Mesh R-CNN Detects Objects and Estimates 3D Shape From Images

Researchers from Facebook AI Research have proposed Mesh R-CNN – a neural network model that detects objects in images and outputs a 3D shape in the form of triangle mesh for each object.

The novel system that researchers proposed actually combines the advances in several computer vision tasks. Mesh R-CNN is based on Mask R-CNN neural network model for object detection which it augments with the ability to produce 3D shapes for the detected objects.

Architecture

The input to the proposed method is a single RGB image, similarly as in Mask R-CNN. Also, the architecture of the object detection branch is the same containing a backbone network and a region-proposal network. The novelty is the voxel branch which takes the aligned features and estimates a coarse 3D voxelization of a detected object.

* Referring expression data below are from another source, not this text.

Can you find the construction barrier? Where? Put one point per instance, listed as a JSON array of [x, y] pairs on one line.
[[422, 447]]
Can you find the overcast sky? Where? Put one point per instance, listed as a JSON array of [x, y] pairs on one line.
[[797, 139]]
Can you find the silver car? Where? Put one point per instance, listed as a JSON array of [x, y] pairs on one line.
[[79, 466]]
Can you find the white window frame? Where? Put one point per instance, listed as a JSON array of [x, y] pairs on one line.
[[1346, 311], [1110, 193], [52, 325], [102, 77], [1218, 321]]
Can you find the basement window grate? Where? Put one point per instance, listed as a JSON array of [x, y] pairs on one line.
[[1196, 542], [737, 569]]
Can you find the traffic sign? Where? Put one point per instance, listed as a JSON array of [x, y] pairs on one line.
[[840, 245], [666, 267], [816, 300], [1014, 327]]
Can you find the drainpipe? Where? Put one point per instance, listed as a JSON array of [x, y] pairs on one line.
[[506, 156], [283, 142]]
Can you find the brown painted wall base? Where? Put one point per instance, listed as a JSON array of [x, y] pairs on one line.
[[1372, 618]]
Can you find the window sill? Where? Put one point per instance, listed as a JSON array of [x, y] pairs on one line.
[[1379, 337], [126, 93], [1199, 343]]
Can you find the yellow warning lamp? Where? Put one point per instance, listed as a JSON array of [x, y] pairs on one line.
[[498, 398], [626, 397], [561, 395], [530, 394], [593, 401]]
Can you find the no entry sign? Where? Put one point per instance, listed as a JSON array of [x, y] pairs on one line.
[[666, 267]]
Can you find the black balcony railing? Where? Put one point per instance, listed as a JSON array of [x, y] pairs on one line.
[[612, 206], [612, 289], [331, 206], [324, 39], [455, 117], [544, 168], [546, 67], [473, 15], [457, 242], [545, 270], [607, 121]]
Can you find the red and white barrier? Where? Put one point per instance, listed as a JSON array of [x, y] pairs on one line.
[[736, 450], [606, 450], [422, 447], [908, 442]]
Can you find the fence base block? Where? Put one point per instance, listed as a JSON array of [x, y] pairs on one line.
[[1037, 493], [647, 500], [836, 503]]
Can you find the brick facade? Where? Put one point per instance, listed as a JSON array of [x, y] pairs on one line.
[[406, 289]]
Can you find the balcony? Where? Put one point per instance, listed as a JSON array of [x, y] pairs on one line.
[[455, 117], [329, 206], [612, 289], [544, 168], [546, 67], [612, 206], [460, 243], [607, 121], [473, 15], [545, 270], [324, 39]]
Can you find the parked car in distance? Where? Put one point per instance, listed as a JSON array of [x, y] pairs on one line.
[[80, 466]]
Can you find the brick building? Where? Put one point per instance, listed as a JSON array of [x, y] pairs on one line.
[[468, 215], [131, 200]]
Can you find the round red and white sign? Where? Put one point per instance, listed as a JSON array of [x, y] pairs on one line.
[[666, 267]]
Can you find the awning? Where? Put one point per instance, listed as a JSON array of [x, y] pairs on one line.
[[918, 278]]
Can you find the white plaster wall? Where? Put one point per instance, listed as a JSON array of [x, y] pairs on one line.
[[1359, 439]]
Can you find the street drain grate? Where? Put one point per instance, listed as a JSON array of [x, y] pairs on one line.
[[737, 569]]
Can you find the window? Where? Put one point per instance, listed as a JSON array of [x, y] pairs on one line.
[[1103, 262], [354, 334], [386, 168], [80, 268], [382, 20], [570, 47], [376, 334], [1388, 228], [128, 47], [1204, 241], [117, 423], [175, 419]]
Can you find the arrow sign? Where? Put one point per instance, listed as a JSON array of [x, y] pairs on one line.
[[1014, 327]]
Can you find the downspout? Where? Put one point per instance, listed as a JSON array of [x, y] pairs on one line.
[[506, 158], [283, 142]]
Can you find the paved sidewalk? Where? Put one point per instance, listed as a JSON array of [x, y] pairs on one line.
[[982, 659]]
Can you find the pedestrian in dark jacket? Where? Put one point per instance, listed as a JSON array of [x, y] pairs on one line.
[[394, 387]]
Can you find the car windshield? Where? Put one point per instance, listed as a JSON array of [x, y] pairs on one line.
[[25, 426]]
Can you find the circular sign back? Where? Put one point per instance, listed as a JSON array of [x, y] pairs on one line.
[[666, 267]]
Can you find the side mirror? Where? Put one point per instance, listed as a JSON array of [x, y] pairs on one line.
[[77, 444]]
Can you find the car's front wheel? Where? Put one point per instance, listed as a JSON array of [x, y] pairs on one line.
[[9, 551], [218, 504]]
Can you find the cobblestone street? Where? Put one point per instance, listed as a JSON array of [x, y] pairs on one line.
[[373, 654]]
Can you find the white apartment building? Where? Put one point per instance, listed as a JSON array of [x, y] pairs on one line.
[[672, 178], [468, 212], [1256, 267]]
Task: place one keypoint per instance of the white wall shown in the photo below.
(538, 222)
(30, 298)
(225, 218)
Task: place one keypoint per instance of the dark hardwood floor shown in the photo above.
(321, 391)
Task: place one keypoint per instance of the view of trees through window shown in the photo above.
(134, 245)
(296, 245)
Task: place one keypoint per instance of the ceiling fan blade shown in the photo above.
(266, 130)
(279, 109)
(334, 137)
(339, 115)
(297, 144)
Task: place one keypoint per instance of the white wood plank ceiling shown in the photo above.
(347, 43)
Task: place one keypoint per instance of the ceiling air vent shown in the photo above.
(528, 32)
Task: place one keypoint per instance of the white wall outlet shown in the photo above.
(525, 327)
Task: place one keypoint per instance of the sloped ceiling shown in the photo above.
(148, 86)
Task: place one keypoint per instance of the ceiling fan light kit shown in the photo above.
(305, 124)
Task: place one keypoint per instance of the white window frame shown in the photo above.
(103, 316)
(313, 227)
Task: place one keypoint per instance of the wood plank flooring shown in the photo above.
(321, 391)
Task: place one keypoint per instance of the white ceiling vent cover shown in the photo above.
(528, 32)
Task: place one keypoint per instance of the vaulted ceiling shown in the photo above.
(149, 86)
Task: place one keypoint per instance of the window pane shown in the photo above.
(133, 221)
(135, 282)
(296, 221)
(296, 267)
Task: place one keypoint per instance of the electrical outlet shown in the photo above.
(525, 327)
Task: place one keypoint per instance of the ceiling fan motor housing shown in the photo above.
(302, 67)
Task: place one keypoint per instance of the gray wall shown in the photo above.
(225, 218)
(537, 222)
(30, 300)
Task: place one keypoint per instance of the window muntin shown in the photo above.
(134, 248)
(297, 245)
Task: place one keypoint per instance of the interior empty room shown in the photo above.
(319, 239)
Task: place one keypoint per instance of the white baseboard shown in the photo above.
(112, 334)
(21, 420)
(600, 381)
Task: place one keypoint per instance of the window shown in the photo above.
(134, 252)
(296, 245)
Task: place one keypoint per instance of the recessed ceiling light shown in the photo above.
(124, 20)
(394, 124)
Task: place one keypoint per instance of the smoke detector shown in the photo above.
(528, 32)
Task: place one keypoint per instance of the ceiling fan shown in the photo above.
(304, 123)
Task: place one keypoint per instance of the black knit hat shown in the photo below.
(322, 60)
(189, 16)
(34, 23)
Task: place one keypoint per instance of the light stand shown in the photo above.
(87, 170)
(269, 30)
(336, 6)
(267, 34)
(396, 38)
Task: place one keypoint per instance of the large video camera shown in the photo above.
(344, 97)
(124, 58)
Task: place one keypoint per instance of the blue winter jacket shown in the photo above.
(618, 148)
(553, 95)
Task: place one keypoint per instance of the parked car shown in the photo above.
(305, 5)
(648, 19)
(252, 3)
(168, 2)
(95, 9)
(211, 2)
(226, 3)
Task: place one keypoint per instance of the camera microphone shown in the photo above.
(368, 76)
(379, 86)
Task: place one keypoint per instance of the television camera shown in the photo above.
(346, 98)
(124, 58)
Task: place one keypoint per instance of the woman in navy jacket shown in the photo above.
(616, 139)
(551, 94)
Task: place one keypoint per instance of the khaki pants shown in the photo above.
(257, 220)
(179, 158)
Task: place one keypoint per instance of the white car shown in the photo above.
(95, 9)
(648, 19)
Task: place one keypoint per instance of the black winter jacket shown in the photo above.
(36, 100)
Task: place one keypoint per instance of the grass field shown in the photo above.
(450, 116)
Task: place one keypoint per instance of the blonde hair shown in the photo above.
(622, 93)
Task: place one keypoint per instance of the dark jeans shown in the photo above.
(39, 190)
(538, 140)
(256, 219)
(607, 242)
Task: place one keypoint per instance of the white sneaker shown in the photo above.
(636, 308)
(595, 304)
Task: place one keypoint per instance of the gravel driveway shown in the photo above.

The coarse cubified mesh from the voxel branch is passed through a graph convolution network acting as a mesh refinement branch. This branch outputs the final more precise mesh as a triangle mesh.

Evaluation

Researchers evaluated the proposed method by evaluating the mesh predictor separately on ShapeNet and the full Mesh R-CNN on the Pix3D dataset for 3D shape prediction from natural images. They mention that Mesh R-CNN shows promising results in 3D shape estimation from images.

Mesh R-CNN represents the first model that jointly performs object detection and 3D shape estimation from in-the-wild images. More details about the method can be found in the paper published on arxiv.